The Washington International Horse Show has been a D.C. tradition since 1958. More than $350,000 in prizes will be awarded to the top riders. Admission is free for kids 12 and under during the daytime sessions. Adults are $15. (Astrid Riecken/FOR THE WASHINGTON POST)

The streets of Washington near Verizon Center echo with the usual din of the city — the honks of bus horns and the squeals of car brakes. For a few days this week, there will also be the occasional whinny.

The Washington International Horse Show begins its 53rd year of events today at the downtown arena, and about 500 horses are expected to perform in the competition, show officials said. More than $350,000 in purses will be given to the top riders.

Early Monday morning, dump trucks piled about 1,300 tons of “footing,” a sand mixture, onto the Verizon Center floor, show manager David Distler said in an interview.

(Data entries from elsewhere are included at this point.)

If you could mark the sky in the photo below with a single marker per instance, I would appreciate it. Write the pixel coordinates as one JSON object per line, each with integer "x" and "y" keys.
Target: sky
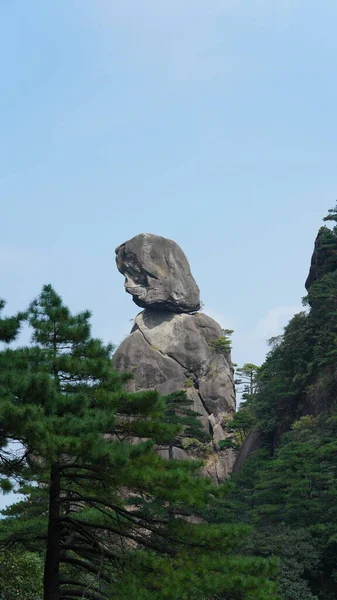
{"x": 210, "y": 123}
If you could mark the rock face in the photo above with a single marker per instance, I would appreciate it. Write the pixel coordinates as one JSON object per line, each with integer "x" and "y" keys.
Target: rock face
{"x": 170, "y": 350}
{"x": 157, "y": 274}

Distler, who is now in his fourth year as show manager, first worked at Washington in the early 1970s as a member of the jump crew. Although Distler grew up riding horses in Westchester County, N.Y., his family has an enduring connection to Washington. Distler’s grandfather, Walter Distler, served as an executive with the George A. Fuller construction company that built the Lincoln Memorial.

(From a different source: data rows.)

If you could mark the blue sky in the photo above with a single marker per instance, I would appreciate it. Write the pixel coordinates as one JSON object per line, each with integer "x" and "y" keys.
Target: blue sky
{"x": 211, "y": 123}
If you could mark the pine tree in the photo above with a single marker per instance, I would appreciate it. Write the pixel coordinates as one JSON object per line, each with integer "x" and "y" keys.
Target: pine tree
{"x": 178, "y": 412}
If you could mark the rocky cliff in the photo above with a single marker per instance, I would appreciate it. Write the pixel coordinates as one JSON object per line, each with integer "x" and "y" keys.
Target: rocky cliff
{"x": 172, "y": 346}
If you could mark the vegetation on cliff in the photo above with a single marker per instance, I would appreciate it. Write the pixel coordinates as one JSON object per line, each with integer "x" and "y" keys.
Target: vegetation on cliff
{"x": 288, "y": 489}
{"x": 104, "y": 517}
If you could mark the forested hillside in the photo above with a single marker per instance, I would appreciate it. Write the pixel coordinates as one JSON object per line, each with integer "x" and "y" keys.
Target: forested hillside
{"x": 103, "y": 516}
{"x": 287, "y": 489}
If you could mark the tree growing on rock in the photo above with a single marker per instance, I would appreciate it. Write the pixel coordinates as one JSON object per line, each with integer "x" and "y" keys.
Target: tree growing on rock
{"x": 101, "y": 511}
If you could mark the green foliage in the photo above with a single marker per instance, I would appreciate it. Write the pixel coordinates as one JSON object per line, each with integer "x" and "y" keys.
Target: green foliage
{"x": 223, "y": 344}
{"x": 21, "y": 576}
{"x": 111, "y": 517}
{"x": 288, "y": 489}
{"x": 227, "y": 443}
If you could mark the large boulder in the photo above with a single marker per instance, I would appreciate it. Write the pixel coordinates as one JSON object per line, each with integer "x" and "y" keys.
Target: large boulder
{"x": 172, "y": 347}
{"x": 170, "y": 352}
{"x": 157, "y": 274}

Distler said F Street between Fifth and Seventh, and Sixth Street between F and G will be closed for the week to house temporary stalls for horses.

There will be two disciplines of horseback riding on display during this week’s show, which ends on Sunday.

In Hunter classes, riders and their mounts are judged on their poise and precision over a series of fences that are designed to mimic the obstacles found while fox hunting.

Jumper classes test the horse and rider’s physical stamina and speed over a course with taller jumps, including some almost five feet high.

The highlights of this week’s competition are Friday night’s $25,000 Puissance class and Saturday night’s $100,000 President’s Cup grand prix.

Puissance, which is French for power, is high jump for horses. The American indoor record was set in Washington in 1983 by Anthony D’ Ambrosio and his gray thoroughbred, Sweet ’N’ Low, who cleared a 7-foot 71 / 2-inch vertical wall.

The President’s Cup is considered a premier jumping event on the horse show calendar. Many top riders will not compete in the class, however, because this week’s competition coincides with the Pan American Games in Guadalajara, Mexico.

Among those who will be missing this week include U.S. equestrian team member McLain Ward, who won last year’s President’s Cup; Brazil’s Rodrigo Pessoa, a gold medal Olympian; and Pablo Barrios, a Venezuelan rider who won last year’s Puissance class.

Note: The Washington International Horse Show is open to the public; children 12 and under receive free admission during the day. Daytime events generally end around 5 p.m. Children’s tickets are $10 in the evening, except for Friday and Saturday nights when tickets are $20. Adults tickets are $15 during the day and $20 in the evening, except for Friday and Saturday nights, when admission is $40.

For those who wish to watch the events remotely, the show’s Web site will feature more than 70 hours of live-streaming video.